La Cour rappelle que deux critères permettent de déterminer si une contestation est relative à l’exploitation d’une succursale, d’une agence ou de tout autre établissement. En premier lieu, ces notions supposent l’existence d’un centre d’opérations qui se manifeste d’une façon durable vers l’extérieur comme le prolongement d’une maison mère. Ce centre doit être pourvu d’une direction et être matériellement équipé de façon à pouvoir négocier avec des tiers qui sont ainsi dispensés de s’adresser directement à la maison mère. En second lieu, le litige doit concerner soit des actes relatifs à l’exploitation d’une succursale, soit des engagements pris par celle-ci au nom de la maison mère.

Concernant le premier critère, la Cour souligne que Crawford Polska dispose, en tant que personne morale, d’une existence juridique indépendante et est pourvue d’une direction. Par ailleurs, il apparaît qu’elle a tout pouvoir pour exercer l’activité de règlement et de liquidation des sinistres, ce qui produit des effets juridiques pour l’entreprise d’assurances, de sorte que Crawford Polska doit être regardée comme étant un centre d’opérations qui se manifeste d’une façon durable vers l’extérieur comme le prolongement d’une maison mère. En revanche, il appartiendra à la juridiction nationale de vérifier si ce centre est matériellement équipé de façon à pouvoir négocier avec des tiers et à dispenser ceux-ci de s’adresser directement à la maison mère.

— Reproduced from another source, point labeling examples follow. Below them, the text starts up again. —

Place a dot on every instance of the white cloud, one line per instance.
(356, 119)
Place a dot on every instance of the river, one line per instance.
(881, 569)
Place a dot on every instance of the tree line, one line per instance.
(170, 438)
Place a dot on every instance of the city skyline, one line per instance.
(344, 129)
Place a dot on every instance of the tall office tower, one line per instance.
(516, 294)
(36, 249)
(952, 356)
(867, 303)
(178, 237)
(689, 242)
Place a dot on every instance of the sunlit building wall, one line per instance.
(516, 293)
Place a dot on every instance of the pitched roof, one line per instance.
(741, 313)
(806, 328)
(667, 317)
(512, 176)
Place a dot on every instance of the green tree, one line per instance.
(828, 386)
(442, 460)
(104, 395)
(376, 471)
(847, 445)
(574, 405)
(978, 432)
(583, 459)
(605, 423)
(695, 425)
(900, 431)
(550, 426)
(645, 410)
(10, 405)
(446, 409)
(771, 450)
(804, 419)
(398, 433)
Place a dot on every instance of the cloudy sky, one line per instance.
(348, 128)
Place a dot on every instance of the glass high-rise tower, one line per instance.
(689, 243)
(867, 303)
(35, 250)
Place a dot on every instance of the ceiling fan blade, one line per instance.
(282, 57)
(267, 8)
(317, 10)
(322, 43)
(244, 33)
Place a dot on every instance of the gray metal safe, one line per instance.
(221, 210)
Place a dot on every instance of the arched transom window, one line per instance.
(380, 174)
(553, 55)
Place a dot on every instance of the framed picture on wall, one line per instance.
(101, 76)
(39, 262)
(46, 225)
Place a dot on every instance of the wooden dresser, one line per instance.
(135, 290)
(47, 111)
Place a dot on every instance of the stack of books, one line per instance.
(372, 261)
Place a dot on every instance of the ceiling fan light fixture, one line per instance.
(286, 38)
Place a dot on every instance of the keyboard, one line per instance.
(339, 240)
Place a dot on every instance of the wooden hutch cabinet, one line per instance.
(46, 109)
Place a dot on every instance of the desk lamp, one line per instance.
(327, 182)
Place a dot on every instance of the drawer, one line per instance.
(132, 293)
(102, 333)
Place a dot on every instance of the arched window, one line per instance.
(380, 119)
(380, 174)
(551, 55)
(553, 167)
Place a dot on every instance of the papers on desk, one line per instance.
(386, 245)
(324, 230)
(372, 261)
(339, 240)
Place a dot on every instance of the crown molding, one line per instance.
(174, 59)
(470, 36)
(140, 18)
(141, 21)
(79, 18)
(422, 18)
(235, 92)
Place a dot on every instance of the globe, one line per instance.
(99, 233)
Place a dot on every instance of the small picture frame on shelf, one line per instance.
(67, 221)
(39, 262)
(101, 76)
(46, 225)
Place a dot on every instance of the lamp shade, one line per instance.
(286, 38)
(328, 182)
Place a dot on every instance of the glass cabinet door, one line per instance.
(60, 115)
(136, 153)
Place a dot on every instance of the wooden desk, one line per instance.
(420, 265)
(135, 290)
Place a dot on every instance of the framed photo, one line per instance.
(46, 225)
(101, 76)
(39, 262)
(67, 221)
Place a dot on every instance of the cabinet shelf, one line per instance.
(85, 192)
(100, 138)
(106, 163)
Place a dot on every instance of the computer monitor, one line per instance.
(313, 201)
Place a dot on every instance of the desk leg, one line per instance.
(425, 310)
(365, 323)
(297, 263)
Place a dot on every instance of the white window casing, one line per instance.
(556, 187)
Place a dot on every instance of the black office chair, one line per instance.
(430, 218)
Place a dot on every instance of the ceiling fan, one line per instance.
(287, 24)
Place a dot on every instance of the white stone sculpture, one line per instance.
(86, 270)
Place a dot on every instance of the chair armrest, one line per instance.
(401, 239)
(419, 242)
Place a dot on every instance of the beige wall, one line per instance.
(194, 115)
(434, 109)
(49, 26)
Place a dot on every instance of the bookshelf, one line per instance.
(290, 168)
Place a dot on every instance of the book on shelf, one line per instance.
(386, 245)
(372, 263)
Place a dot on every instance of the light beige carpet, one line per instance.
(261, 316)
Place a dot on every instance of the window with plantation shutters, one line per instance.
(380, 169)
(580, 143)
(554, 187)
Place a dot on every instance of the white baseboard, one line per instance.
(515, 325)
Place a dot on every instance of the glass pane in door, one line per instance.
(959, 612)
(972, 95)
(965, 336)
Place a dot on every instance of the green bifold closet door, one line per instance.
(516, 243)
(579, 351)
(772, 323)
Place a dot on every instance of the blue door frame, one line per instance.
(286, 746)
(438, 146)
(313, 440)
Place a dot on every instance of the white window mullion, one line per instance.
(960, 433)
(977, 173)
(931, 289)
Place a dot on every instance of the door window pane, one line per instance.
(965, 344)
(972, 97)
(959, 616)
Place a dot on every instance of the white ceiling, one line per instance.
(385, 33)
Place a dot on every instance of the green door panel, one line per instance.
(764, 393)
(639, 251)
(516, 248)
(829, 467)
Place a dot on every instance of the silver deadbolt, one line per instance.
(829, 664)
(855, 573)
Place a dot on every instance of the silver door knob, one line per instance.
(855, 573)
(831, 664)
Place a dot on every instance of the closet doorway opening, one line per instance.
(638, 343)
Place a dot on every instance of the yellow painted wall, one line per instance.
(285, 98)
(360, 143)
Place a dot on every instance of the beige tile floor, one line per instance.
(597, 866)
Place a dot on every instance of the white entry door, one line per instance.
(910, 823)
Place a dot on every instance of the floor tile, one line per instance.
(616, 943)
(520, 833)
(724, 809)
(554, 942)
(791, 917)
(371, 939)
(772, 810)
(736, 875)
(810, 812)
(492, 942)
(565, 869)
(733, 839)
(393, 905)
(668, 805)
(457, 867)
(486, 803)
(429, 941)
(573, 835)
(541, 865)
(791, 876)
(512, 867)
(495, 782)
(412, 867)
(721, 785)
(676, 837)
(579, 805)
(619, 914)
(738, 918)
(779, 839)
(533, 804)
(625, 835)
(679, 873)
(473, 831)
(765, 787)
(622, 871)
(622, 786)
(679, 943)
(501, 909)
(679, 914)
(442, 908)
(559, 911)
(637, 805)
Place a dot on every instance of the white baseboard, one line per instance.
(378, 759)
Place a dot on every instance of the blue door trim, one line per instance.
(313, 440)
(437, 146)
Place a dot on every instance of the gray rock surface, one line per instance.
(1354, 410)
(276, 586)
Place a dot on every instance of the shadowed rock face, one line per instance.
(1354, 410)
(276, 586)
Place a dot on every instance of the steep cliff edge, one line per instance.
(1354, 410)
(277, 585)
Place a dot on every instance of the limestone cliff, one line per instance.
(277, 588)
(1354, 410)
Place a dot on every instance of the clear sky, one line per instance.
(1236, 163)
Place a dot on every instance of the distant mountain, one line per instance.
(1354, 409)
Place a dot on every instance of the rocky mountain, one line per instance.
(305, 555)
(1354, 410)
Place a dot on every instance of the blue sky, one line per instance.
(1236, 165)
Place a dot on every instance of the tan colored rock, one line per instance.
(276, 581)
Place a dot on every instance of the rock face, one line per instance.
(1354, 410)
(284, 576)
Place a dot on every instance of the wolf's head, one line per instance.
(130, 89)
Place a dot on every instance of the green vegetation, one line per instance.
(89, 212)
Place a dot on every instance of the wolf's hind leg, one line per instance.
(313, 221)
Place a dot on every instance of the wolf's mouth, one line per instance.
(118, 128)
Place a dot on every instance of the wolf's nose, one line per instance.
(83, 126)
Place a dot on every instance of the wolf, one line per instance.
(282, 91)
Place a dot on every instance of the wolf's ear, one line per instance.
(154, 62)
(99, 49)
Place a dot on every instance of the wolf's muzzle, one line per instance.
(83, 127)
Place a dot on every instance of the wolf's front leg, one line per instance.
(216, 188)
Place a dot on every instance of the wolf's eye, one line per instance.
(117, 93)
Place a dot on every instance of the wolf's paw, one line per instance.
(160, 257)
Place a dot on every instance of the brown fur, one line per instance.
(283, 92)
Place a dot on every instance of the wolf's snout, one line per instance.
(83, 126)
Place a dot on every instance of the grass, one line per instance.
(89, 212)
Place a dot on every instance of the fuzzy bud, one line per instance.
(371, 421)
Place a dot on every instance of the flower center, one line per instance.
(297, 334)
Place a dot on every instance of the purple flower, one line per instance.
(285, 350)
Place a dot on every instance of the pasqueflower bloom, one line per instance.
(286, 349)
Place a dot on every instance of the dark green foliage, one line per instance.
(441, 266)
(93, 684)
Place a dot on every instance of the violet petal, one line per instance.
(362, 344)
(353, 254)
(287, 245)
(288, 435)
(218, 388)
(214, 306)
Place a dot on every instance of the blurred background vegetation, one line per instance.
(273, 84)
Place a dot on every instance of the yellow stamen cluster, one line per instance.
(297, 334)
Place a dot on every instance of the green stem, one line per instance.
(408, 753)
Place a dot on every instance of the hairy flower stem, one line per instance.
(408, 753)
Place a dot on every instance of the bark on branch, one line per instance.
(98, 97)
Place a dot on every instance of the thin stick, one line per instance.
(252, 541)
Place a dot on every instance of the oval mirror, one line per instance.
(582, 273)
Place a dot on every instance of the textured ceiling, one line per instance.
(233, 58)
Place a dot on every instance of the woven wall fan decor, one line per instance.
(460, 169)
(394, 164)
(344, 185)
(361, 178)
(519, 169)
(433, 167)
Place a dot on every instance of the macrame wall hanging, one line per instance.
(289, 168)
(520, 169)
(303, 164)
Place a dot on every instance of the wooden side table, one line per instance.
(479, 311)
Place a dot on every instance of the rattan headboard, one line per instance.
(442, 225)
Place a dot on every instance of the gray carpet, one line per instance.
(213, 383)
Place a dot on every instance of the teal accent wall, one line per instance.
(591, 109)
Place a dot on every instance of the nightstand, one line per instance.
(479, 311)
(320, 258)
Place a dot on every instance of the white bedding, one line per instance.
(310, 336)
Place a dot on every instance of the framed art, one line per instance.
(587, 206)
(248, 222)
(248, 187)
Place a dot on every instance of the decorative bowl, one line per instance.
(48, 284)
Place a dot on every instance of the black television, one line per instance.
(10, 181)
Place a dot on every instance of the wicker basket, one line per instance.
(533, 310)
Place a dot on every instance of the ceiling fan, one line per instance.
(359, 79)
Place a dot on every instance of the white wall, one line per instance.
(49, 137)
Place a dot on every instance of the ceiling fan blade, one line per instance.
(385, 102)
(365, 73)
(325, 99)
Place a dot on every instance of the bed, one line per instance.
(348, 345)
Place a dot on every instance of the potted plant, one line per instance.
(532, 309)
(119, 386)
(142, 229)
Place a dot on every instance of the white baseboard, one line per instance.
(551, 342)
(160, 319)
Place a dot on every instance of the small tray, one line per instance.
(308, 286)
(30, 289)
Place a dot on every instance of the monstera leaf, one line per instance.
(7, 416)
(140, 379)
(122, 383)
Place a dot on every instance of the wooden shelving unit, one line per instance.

Quant au second critère, la Cour observe que Gefion a mandaté Crawford Polska pour procéder au règlement et à la liquidation du sinistre au principal. En outre, c’est Crawford Polska elle-même qui a pris, au nom et pour le compte de Gefion, la décision de n’accorder à CNP qu’une partie de l’indemnisation demandée. Or, si cette circonstance devait être confirmée par la juridiction nationale, il en résulterait que Crawford Polska n’a pas été un simple intermédiaire chargé de transmettre des informations, mais a contribué activement à la situation juridique à l’origine du litige devant la juridiction polonaise. Ce litige devrait être alors regardé, compte tenu de l’implication de Crawford Polska dans la relation juridique entre les parties au principal, comme concernant des engagements pris par Crawford Polska au nom de Gefion.